Observation Study on the Size Distribution of Sand Dust Aerosol Particles over Yinchuan, China

School of Electrical and Information Engineering, Beifang University of Nationalities, Yinchuan 750021, China

Received 25 November 2013; Revised 24 January 2014; Accepted 28 January 2014; Published 5 March 2014

Academic Editor: Gwo-Fong Lin

Copyright © 2014 Jiandong Mao et al.
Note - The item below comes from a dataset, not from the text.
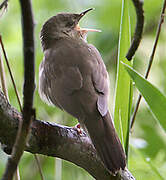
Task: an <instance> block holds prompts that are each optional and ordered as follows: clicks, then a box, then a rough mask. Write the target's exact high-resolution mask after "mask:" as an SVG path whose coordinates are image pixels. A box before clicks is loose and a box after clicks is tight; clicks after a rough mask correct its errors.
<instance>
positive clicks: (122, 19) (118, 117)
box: [114, 0, 132, 153]
mask: <svg viewBox="0 0 166 180" xmlns="http://www.w3.org/2000/svg"><path fill="white" fill-rule="evenodd" d="M128 3H129V1H128V0H122V10H121V24H120V34H119V48H118V65H117V79H116V89H115V107H114V122H115V127H116V130H117V132H118V134H119V136H120V139H121V142H122V144H123V146H124V147H125V149H126V153H127V146H128V145H127V144H128V134H129V131H128V127H129V119H130V118H129V116H130V108H131V99H132V98H131V86H130V84H131V80H130V77H129V75H128V73H127V72H126V71H125V69H124V67H123V65H122V64H121V63H120V60H122V61H123V62H124V63H127V64H128V65H131V62H129V61H128V60H127V59H126V58H125V55H126V53H127V51H128V48H129V46H130V23H129V12H128V10H129V8H128V6H129V5H128Z"/></svg>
This is an open access article distributed under the Creative Commons Attribution License, which permits unrestricted use, distribution, and reproduction in any medium, provided the original work is properly cited.

Abstract

The Yinchuan area, which lies in the eastern part of Northwest China, is one of the main transportation paths and origins of sand dust in China. In order to investigate the aerosol number size distribution and its temporal-spatial evolution over this area, direct solar radiation data taken from September 2012 to October 2013 by a sun photometer CE-318 located at Beifang University of Nationalities (106°29′E, 38°13′N) were analyzed. The particle number size distributions were retrieved from the aerosol optical depth (AOD) by use of the extinction inversion method. The experiment results show that although the averaged size distribution satisfies basically the Junge function, there are two obvious peaks at the particle radius of 0.6 m and 1.4 m, respectively. Because sand-dust weather occurs frequently, the particle size distribution in Spring is obviously larger than that in other seasons, which coincides with AOD variation tendency. Moreover, in sand-dust weather the particles number concentration is larger than that of background weather with one order of magnitude, especially for the number of concentration of large particles and giant particles. The research results have very important reference value for quantitative study of the influence of aerosol on atmosphere physics and chemistry process and monitoring of sand-dust weather and air pollution of this area.